What I meant and should have said in my previous post was the console in that pic is upside down and would be flipped over to mount on bike.
Should be the same **** positions as your RK, but just to make sure we are on the same page........
This pic shows the switch mounted, the terminal locations, and the **** positions.
Last edited by jmpancoast; Feb 9, 2009 at 02:16 PM.
jmpancoast, I just realized, you lucked out with this mod because the ignition switch fit perfectly where the stock analog fuel gauge was. I assume you have a fuel gauge on your digital dash? Either that or you just do a mileage guesstimate.
Made that mod easier with no drilling required.
What is the preferred holesaw size to use for those that have had to drill their dashes to install the switch?
trying to avoid screwing up and making sure I get this right the 1st time, and don't end up buying a second dash. Also looking for a recommendation on some professional grommet material.
jmpancoast, I just realized, you lucked out with this mod because the ignition switch fit perfectly where the stock analog fuel gauge was. I assume you have a fuel gauge on your digital dash? Either that or you just do a mileage guesstimate.
Made that mod easier with no drilling required.
What is the preferred holesaw size to use for those that have had to drill their dashes to install the switch?
trying to avoid screwing up and making sure I get this right the 1st time, and don't end up buying a second dash. Also looking for a recommendation on some professional grommet material.
Thanks as always.
Don't drill that hole yourself unless you have a drill press. That awkward dash will wiggle and twist out of your hand when the hole saw takes bite and lead you off-center.
As I recall, it's a 2" hole saw but take my advise and "Don't try this at home!"
jmpancoast, I just realized, you lucked out with this mod because the ignition switch fit perfectly where the stock analog fuel gauge was. I assume you have a fuel gauge on your digital dash? Either that or you just do a mileage guesstimate.

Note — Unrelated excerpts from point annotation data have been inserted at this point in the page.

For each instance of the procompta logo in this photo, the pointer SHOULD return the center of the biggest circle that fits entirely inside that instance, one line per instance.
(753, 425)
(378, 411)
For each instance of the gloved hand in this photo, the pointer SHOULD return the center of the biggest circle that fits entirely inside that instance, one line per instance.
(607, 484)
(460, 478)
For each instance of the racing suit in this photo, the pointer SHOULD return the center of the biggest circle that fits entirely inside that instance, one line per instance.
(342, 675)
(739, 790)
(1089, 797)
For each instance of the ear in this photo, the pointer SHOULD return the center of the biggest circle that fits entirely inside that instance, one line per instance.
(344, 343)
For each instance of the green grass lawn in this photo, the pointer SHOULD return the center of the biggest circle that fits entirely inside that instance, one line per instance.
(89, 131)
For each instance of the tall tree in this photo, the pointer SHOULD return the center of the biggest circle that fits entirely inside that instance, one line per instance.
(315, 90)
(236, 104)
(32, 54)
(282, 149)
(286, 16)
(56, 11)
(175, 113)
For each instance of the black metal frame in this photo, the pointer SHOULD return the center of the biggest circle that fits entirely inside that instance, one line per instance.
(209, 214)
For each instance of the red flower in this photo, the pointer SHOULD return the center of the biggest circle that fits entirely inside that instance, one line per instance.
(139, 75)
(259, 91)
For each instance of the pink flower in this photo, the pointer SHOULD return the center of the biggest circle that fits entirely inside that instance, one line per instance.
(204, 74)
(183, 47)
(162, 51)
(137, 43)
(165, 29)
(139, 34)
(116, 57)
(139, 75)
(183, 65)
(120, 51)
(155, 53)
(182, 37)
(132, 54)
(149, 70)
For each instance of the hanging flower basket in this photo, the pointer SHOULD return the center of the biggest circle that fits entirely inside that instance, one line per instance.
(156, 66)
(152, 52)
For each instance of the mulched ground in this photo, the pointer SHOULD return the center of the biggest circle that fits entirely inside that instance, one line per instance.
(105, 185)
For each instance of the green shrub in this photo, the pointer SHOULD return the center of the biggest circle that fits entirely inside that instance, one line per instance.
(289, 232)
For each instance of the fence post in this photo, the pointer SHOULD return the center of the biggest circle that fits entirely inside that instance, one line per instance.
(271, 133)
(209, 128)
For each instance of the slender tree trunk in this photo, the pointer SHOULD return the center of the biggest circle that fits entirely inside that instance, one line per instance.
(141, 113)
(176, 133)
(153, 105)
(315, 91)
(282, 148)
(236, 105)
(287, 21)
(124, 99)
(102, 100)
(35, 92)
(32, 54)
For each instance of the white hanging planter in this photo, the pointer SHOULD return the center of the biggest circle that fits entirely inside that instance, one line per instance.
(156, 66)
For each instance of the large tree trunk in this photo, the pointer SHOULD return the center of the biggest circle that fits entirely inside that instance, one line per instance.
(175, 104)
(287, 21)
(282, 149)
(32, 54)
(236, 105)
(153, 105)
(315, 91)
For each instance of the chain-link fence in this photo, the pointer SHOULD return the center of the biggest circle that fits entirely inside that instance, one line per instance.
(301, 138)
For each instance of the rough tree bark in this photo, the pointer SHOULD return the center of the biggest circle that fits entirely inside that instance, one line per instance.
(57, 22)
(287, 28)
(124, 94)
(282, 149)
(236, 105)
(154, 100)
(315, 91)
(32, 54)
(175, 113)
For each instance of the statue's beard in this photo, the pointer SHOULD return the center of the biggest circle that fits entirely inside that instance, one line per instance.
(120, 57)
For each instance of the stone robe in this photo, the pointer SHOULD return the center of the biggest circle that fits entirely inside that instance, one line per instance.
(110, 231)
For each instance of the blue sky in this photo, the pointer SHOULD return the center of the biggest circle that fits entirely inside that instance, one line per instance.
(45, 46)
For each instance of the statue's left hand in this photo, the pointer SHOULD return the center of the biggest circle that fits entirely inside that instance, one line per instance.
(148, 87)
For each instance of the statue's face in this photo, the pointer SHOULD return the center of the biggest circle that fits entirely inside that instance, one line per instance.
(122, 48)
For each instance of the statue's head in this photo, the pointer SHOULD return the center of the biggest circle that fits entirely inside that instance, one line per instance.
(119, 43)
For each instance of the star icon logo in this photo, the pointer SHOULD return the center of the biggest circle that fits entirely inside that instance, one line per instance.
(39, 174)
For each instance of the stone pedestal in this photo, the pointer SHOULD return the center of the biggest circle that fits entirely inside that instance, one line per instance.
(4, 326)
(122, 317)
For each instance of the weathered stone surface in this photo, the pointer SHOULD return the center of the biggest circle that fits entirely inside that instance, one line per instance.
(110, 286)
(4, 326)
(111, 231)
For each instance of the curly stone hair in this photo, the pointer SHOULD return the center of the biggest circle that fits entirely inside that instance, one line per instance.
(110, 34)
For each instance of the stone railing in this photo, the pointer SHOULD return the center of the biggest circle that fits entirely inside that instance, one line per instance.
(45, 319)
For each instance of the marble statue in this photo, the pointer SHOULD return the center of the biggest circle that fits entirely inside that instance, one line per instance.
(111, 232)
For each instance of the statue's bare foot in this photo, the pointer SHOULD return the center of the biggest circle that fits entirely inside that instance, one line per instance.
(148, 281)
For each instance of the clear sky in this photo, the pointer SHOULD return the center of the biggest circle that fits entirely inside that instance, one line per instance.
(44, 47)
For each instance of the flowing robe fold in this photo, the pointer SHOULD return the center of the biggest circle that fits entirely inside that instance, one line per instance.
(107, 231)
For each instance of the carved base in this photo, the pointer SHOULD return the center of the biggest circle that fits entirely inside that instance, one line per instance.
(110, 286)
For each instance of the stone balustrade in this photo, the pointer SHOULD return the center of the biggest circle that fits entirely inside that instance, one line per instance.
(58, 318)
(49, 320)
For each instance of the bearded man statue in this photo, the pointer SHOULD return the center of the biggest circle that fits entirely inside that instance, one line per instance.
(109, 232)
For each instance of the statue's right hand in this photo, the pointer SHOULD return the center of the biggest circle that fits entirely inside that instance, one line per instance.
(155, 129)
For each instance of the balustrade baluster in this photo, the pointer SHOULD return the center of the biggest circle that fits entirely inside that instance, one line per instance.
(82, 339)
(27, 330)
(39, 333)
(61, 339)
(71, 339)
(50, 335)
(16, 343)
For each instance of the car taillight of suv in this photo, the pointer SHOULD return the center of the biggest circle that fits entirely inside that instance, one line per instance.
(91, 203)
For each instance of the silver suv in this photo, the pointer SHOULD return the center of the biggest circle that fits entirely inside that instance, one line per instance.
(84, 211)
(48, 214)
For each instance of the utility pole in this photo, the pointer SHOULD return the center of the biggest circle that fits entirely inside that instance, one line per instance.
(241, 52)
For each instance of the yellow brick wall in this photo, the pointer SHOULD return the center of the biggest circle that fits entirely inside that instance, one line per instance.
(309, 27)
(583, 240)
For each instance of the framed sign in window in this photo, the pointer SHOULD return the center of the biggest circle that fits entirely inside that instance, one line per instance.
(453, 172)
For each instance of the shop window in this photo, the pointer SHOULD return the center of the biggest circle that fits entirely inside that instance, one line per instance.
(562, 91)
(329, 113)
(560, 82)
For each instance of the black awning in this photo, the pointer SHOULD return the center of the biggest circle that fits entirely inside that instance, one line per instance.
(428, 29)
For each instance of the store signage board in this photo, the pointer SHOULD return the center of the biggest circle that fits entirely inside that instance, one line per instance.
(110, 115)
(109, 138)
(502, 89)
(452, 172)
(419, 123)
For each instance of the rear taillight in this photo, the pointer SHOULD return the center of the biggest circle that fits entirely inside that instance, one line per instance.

Made that mod easier with no drilling required.
You have trivialized my ingenuity.
The switch was too small for the fuel gauge hole. I bought the chrome fuel gauge bezel trim and had to modify the body of the new switch in order to use it. The trim acts as the transition piece from the switch to the console.
Oops, didn't mean to trivialize this awesome mod you did, and I don't have a drillpress, but do have access to a friend with one.
Maybe I'll half to wait till I can get together with my friend to do this mod. I swear someone could make some nice money selling "kits" like these online already made up to some extent for the less adventurous.
But I'm still going to try once I secure access to the tools.
Yoseppi, just a thought, before you cut into your dash maybe try cutting the hole in something else first and make sure the switch fits like you want it to... if the gap and the grommet you use fit like you want then go to the dash. One thing I usually do when drilling metal is to find where I want it, take a nail or other suitable device and dimple the center, that way the drill bit in the center of the hole saw doesn't wander and so long as you have a good drill with a good speed and don't push it it should stay steady. Quick clamps do a good job of holding without marring the surface. Just some ideas...
Yoseppi, just a thought, before you cut into your dash maybe try cutting the hole in something else first and make sure the switch fits like you want it to... if the gap and the grommet you use fit like you want then go to the dash. One thing I usually do when drilling metal is to find where I want it, take a nail or other suitable device and dimple the center, that way the drill bit in the center of the hole saw doesn't wander and so long as you have a good drill with a good speed and don't push it it should stay steady. Quick clamps do a good job of holding without marring the surface. Just some ideas...
You just can't hold a 2" hole saw steady with a hand drill.